Interference of the federal government in the internal affairs of the States can be accomplished only within the scope of the personal competence and on the basis of the statements of the USA constitution. The States should have significant internal freedom and the constitutional government. “The only restriction imposed on them is, that they shall not exchange republican for antirepublican Constitutions; a restriction which, it is presumed, will hardly be considered as a grievance ”.
 
Federal government could serve as a guarantee to avoid conflicts and crises. “In cases where it may be doubtful on which side justice lies, what better umpires could be desired by two violent factions, flying to arms, and tearing a State to pieces, than the representatives of confederate States, not heated by the local flame? To the impartiality of judges, they would unite the affection of friends. Happy would it be if such a remedy for its infirmities could be enjoyed by all free governments; if a project equally effectual could be established for the universal peace of mankind! ”.
 
Everything that the federalists offer seems to be the right remedy to heal our state.
 
Finally, the idea of freedom is one of the strongest rudimental tools. But human freedom exists only in the place where it is realized, i.e. in the political life world when the idea of freedom is reificated. But if it is not realized in the righteous way or is not conceived in the space of political obligation, it can ruin a man’s consciousness and life what will cause the deformation and distortion of the governmental relations. In this case the authority can “bury” the idea of freedom and substitute it by the elements of humans’ biological self-survival. The idea of democracy and freedom can be turned into the fixed concept or Simulakrum serving the ambitions of the governing body.
 
According to the Federalists understanding of the idea of political freedom implies free government and various aspects of the political socialization of individuals. It means that this is the area where political freedom is realized. The Federalists often debate about the issue of authority as the latter is the only form that can regulate and keep the political discourse within the civilized framework. Authority either serves nation’s interests and its welfare or expresses the interests of dominated groups of the society. While interpreting the issue of authority, the Federalists logically develop the idea of free government and determine not only the concept of freedom and human rights, but also aspects of founding a civil govermnt.
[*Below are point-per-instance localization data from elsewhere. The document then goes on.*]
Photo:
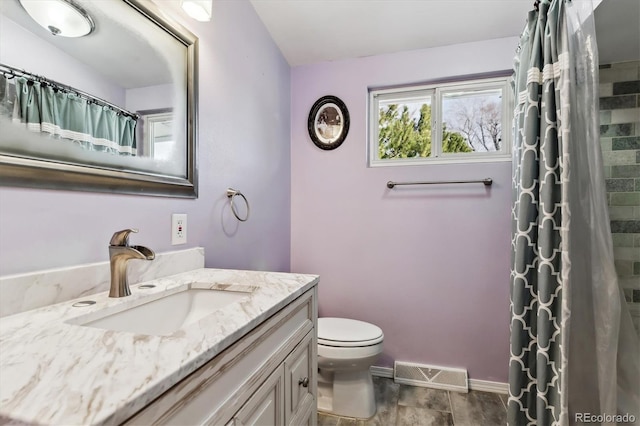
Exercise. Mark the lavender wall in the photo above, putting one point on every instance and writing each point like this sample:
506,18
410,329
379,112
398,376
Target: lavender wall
429,265
244,103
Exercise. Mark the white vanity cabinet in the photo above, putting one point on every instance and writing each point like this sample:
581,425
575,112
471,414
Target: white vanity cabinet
267,377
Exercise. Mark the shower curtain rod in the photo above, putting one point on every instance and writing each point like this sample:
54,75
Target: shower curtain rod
485,181
17,72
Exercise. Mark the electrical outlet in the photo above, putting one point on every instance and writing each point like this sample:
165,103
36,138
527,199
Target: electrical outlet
178,229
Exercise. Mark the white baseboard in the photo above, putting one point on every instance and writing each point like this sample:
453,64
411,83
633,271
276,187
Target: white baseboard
474,384
488,386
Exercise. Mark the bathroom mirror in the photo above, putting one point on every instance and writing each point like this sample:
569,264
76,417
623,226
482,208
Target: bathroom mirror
115,109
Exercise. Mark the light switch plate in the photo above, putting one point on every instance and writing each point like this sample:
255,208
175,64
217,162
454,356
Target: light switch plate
178,229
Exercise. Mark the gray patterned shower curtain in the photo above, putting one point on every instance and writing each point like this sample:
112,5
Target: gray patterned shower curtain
574,353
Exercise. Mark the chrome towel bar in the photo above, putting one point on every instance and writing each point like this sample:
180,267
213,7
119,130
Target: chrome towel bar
485,181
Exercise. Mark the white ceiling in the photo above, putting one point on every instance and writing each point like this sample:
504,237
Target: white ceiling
312,31
113,49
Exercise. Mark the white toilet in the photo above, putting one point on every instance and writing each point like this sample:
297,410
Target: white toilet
346,350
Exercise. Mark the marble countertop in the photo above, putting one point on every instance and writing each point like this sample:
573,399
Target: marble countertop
53,372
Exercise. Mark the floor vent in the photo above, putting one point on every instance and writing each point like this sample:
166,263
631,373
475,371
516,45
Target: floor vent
430,376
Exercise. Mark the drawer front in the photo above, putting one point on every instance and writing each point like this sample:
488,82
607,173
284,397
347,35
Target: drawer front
266,406
300,376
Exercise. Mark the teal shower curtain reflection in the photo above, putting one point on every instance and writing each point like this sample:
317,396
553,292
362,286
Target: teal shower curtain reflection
573,351
42,108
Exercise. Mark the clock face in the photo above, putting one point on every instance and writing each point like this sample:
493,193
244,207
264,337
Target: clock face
328,122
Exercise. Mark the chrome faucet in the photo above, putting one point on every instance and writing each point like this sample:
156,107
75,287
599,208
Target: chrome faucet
120,252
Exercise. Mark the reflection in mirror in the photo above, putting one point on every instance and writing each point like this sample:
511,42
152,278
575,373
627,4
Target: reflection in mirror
117,103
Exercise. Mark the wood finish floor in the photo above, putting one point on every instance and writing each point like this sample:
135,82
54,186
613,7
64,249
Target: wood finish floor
402,405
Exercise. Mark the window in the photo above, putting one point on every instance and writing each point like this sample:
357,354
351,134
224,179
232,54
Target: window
452,122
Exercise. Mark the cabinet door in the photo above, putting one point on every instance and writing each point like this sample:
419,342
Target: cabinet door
300,379
265,407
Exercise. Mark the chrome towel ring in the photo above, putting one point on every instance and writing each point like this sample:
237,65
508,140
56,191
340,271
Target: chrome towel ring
231,194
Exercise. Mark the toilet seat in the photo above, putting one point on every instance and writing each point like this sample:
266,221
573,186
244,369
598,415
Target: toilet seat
346,333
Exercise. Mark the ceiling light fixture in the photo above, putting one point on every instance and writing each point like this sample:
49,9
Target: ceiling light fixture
200,10
61,18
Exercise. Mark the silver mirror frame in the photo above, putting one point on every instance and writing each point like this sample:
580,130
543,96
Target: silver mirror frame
35,173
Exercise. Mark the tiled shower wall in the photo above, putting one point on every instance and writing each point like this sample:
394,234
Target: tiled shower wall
620,140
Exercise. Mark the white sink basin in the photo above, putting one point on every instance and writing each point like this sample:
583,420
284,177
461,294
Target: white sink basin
165,315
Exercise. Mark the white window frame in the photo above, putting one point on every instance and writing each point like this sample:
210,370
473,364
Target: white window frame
436,91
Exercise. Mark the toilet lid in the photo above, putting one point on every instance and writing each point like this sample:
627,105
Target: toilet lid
345,332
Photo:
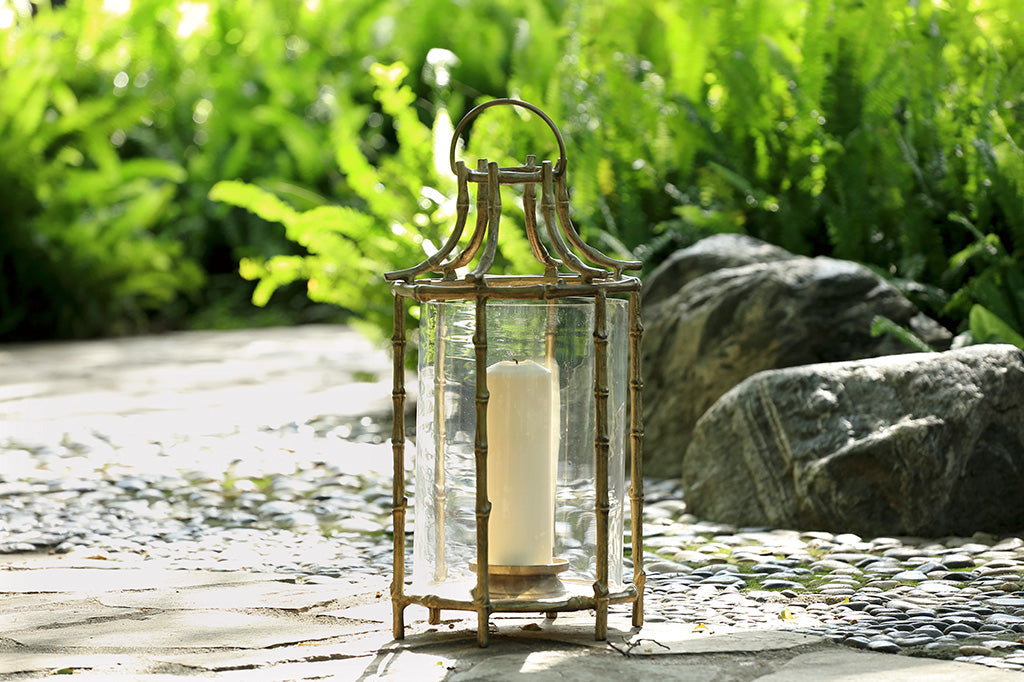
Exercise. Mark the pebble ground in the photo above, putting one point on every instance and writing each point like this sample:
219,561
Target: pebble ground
310,499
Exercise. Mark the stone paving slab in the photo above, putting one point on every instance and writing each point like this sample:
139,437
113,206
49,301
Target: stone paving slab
172,630
96,581
131,616
287,596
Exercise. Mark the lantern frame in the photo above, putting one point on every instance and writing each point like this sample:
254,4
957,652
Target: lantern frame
603,276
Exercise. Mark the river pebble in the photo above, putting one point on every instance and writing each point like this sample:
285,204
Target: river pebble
280,500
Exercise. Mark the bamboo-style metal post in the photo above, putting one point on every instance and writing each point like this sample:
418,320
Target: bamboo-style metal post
398,501
481,595
636,457
601,462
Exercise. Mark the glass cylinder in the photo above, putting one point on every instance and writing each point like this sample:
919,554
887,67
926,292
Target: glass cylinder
541,438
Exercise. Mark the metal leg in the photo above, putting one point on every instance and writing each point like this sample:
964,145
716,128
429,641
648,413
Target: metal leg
398,622
482,628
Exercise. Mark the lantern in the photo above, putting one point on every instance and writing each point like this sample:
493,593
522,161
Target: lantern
526,384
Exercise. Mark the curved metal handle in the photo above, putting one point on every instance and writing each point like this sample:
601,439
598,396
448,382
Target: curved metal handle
559,166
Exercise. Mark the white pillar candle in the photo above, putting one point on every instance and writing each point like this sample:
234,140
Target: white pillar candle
520,464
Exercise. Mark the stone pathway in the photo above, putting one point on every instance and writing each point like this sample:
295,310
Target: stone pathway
216,504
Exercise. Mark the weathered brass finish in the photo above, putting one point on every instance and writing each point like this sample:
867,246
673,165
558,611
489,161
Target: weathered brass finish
499,589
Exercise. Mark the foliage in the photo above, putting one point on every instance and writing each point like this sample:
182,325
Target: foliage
79,253
883,131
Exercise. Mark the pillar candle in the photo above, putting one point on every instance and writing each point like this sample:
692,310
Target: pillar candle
520,463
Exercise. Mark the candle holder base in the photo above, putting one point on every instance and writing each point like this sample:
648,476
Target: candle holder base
534,582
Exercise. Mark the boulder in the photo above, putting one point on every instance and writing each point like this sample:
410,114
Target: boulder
924,444
714,253
737,317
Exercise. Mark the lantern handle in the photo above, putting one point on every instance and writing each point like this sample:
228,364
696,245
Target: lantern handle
559,166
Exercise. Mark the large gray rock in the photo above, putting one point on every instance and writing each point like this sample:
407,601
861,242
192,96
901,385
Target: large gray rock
710,254
927,443
734,321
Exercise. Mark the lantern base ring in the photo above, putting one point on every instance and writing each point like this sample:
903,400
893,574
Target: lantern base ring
531,582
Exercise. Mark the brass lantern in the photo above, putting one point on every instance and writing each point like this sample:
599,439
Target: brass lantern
526,386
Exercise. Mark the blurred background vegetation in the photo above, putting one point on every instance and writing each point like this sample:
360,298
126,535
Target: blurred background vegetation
164,163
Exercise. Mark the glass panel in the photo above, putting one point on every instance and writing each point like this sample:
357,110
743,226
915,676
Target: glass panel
541,441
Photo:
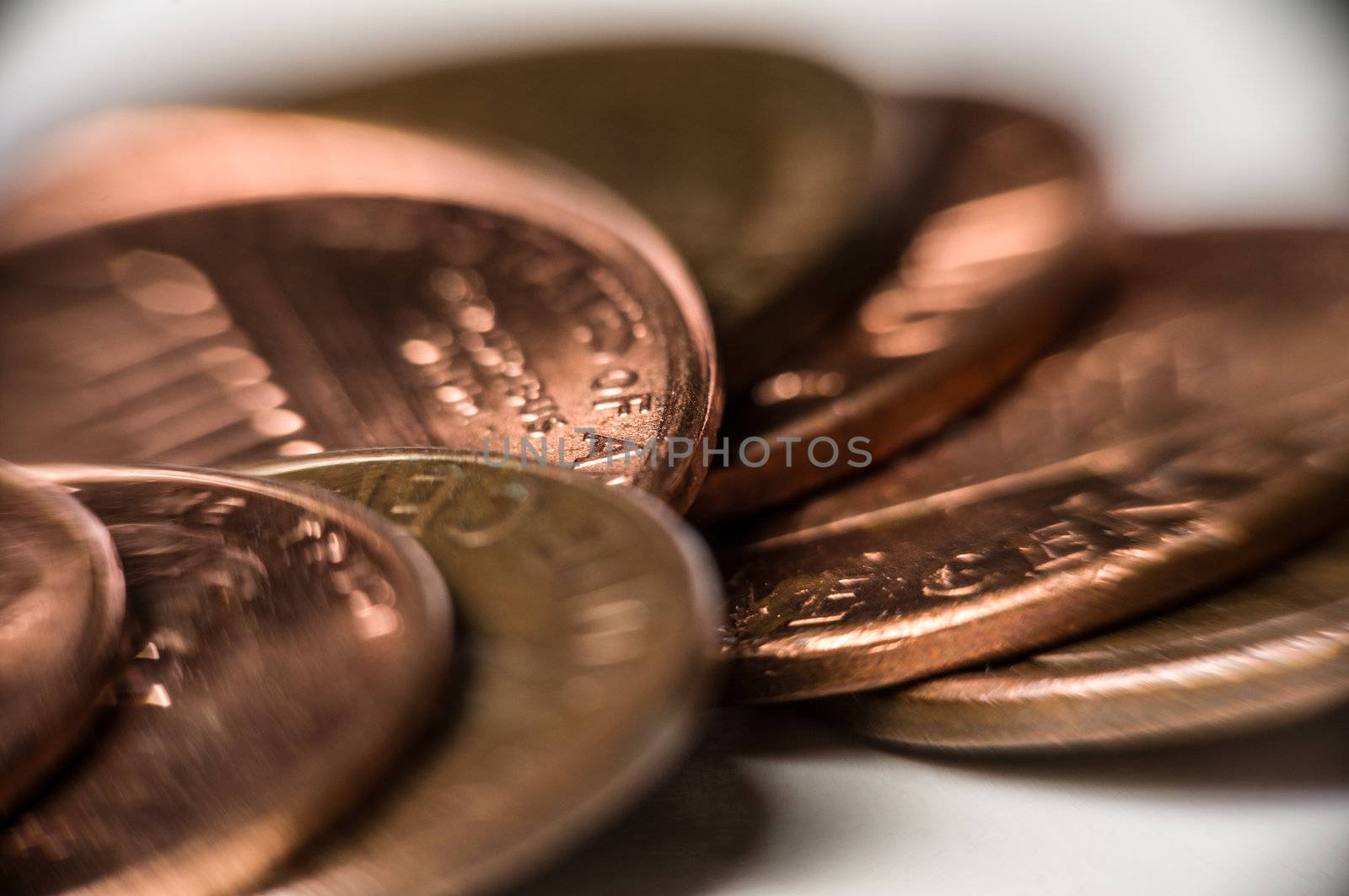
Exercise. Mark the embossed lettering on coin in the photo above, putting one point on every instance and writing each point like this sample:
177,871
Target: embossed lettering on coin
1267,651
1194,431
777,179
395,304
287,646
61,610
590,621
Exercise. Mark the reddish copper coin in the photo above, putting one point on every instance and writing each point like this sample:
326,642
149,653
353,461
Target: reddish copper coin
998,266
1268,651
61,613
218,287
1193,431
288,646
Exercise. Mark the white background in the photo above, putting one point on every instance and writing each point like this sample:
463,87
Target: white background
1201,110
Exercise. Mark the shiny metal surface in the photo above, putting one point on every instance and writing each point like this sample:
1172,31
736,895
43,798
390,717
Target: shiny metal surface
251,285
1193,431
61,610
590,622
1008,246
287,646
782,181
1271,649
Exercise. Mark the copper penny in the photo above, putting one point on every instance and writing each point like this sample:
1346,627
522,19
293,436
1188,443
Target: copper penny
288,644
1268,651
1193,431
61,612
590,624
212,287
782,181
1004,254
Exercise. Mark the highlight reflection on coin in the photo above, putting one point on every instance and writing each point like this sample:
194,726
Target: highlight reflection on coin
1194,431
997,267
590,635
1272,649
256,285
287,644
61,610
777,179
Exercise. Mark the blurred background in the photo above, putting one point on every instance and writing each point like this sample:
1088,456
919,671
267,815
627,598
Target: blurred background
1201,111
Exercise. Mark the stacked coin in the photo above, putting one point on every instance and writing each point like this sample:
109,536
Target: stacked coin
346,555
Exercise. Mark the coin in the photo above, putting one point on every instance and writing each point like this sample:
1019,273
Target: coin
1193,431
1268,651
287,646
61,612
591,629
780,180
243,285
1011,243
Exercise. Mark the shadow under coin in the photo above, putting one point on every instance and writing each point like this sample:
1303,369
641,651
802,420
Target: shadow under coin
691,833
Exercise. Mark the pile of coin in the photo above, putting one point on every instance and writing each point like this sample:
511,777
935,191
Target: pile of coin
339,544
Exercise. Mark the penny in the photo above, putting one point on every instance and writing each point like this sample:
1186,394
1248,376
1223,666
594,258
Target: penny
780,180
1196,429
1011,243
1268,651
240,287
61,612
287,646
590,621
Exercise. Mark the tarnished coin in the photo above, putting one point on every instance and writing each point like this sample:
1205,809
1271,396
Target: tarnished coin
1012,240
242,287
287,646
1268,651
61,612
591,628
1194,431
782,181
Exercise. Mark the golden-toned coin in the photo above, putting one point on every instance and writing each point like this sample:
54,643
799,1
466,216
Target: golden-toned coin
782,181
1012,240
240,287
61,610
1268,651
1194,431
591,628
288,644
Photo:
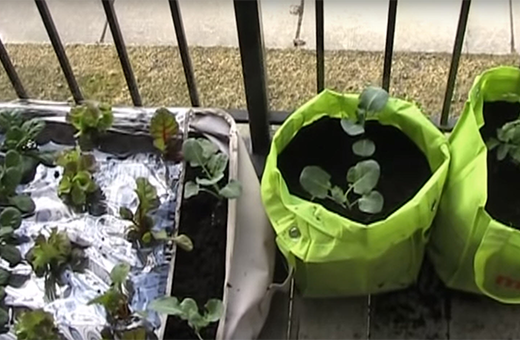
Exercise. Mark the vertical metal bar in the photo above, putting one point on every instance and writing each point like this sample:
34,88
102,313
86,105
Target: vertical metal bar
457,49
184,51
108,5
320,46
249,27
59,50
11,72
389,47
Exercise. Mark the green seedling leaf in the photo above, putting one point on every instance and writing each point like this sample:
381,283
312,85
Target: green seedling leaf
191,189
364,148
232,190
373,99
371,203
10,218
315,181
364,176
163,128
352,128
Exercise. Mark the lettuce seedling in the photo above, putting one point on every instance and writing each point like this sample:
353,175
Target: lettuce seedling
200,152
142,223
91,120
77,182
363,177
37,325
51,257
164,128
188,311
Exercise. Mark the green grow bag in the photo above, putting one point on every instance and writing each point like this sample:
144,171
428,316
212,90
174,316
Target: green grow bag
470,250
332,255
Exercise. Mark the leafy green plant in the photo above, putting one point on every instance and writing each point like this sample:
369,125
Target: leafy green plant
200,152
507,142
51,257
164,128
142,223
188,311
20,135
91,119
77,183
363,177
10,178
37,325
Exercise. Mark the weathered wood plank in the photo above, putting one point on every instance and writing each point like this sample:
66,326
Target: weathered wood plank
475,317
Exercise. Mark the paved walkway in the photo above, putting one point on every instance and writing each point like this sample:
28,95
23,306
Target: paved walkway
422,25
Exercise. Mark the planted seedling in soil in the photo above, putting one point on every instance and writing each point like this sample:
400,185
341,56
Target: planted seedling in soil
363,177
115,302
51,257
200,152
188,311
91,120
141,229
37,325
20,135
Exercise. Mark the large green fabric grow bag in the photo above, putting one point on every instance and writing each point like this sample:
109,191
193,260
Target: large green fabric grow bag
470,250
332,255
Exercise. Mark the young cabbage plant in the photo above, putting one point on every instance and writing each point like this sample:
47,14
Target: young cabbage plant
91,120
51,257
363,177
141,229
200,152
188,311
37,325
77,183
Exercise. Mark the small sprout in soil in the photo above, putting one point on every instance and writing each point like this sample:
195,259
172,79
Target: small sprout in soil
77,184
10,178
164,128
20,135
141,229
200,152
37,325
188,311
91,120
51,257
363,177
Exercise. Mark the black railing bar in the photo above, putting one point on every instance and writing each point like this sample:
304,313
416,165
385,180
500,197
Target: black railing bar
457,50
249,28
59,50
184,52
108,5
11,73
320,46
389,46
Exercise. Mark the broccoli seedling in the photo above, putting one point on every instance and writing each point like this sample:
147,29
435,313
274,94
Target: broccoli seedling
51,257
200,152
142,223
91,120
188,311
363,177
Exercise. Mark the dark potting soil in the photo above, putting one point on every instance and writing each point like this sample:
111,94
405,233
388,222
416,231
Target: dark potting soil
503,201
404,168
200,274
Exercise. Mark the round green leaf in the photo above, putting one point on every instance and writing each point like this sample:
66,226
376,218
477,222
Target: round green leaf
373,99
232,190
371,203
315,181
11,217
352,128
364,148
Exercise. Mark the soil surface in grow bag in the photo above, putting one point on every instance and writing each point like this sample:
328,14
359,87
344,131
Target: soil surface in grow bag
503,176
404,168
200,274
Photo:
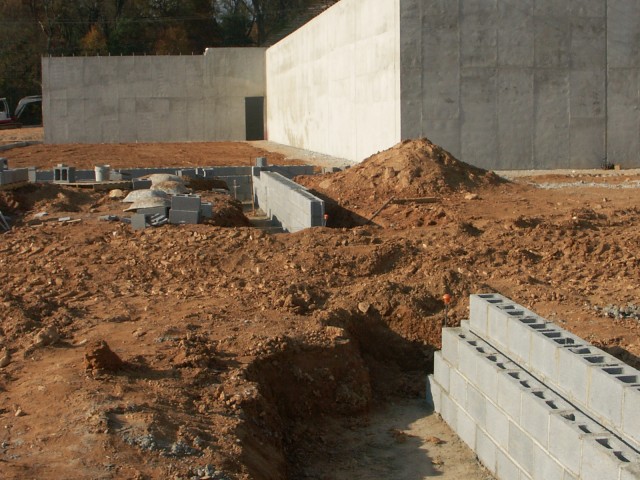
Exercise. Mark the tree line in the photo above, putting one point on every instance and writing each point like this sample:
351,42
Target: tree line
30,29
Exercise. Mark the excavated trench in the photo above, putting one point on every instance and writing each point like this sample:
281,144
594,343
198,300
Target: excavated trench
302,386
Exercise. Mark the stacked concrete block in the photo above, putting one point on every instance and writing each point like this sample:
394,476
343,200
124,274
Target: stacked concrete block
206,210
185,209
14,175
64,174
592,379
286,202
519,427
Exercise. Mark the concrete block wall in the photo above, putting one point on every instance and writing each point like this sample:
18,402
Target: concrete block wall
521,422
286,202
151,98
14,175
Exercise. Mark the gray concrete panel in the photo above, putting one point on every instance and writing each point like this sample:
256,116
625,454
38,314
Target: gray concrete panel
552,115
515,33
515,118
623,33
478,33
479,122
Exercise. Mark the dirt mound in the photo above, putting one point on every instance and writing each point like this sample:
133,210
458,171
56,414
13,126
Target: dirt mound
398,181
99,358
413,168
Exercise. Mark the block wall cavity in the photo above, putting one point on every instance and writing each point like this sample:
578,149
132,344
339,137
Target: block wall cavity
284,201
534,401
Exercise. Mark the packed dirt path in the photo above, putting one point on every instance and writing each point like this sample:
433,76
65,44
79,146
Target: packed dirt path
213,351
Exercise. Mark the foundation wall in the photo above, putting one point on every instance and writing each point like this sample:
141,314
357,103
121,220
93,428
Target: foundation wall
334,85
151,98
287,203
493,384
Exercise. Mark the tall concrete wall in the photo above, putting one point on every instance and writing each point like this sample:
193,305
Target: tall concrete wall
515,83
333,86
150,98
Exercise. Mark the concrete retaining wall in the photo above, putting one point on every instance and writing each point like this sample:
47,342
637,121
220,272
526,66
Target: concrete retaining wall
149,98
334,85
287,203
14,175
502,84
489,385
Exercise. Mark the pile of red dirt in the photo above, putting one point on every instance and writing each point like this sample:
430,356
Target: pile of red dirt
413,168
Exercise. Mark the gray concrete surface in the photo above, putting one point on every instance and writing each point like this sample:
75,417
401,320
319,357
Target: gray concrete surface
333,86
530,431
502,84
285,202
150,98
587,376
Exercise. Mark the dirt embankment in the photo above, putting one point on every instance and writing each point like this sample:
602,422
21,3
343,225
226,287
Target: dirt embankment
247,355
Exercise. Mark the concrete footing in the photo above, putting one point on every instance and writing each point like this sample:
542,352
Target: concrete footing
534,401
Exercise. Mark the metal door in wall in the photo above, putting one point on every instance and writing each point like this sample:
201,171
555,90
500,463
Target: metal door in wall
254,117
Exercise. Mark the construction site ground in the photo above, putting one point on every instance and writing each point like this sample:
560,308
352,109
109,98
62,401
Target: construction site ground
221,351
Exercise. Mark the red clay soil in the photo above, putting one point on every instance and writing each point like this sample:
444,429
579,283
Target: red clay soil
245,351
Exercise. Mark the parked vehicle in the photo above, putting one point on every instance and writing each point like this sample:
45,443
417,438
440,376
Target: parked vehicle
28,112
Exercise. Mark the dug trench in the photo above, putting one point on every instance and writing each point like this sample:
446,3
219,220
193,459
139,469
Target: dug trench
245,355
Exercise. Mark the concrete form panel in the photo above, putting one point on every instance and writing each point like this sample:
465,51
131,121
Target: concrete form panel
552,134
479,122
478,33
623,33
515,33
312,84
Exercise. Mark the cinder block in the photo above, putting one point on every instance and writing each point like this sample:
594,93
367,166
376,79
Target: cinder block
486,450
497,424
510,393
537,408
631,413
449,411
567,430
606,388
487,375
521,448
139,221
505,468
441,370
457,387
186,203
154,211
630,471
574,365
603,457
206,210
434,394
476,405
466,428
64,174
450,339
479,311
499,316
545,467
519,337
180,217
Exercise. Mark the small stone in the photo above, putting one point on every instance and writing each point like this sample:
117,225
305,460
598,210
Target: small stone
116,193
5,358
46,336
100,358
364,307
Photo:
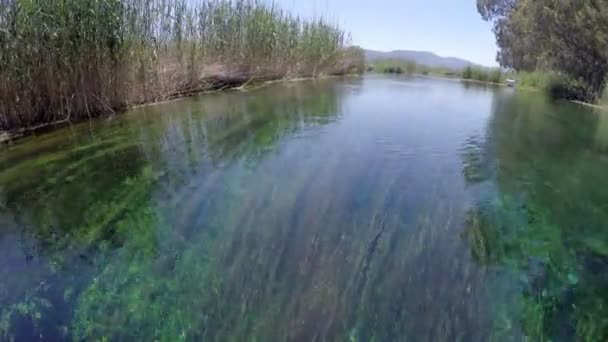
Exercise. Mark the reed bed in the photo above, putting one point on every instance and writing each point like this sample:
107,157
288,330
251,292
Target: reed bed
65,60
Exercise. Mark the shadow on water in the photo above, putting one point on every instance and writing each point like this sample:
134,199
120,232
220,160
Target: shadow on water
541,219
353,209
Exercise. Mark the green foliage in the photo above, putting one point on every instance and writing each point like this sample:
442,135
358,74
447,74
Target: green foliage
395,66
64,60
481,74
568,37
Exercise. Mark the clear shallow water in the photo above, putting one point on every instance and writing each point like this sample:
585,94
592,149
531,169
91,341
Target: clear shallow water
349,209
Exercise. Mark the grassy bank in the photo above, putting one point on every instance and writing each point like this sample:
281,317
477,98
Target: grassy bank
394,66
67,60
472,73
The inner political responsibility of the Federalists is mixed with the process of political democracy what contributes to revealing their just positions more vividly and also to acknowledging their historical mission (responsibility towards the nation’s future). For democracy, free government and republic acknowledging of political responsibility serves as a segmental matrix on the basis of which the state authority cannot be raised up to the top position. The federalists do not anticipate a miracle from the government . It is just a tool that encourages human’s individual and social self-expression - to create a high level mechanism in order to satisfy people’s requirements as well as to defend their rights. The federalists are well aware of the fact that the highest ideas of humankind can become a nightmare if the government gives the uncontrollable and omnipotent authority full scope. That’s why the federalists address not the utopian social engineering which is in resistance with the multilayer human existence, but the theological anthropology of a human being. A human’s sinful nature and its restriction are transformed in rooting out human passions by the constitution and law also in restricting the authority as the source of human passions. Political freedom and free government are accomplished when the political authority is restricted.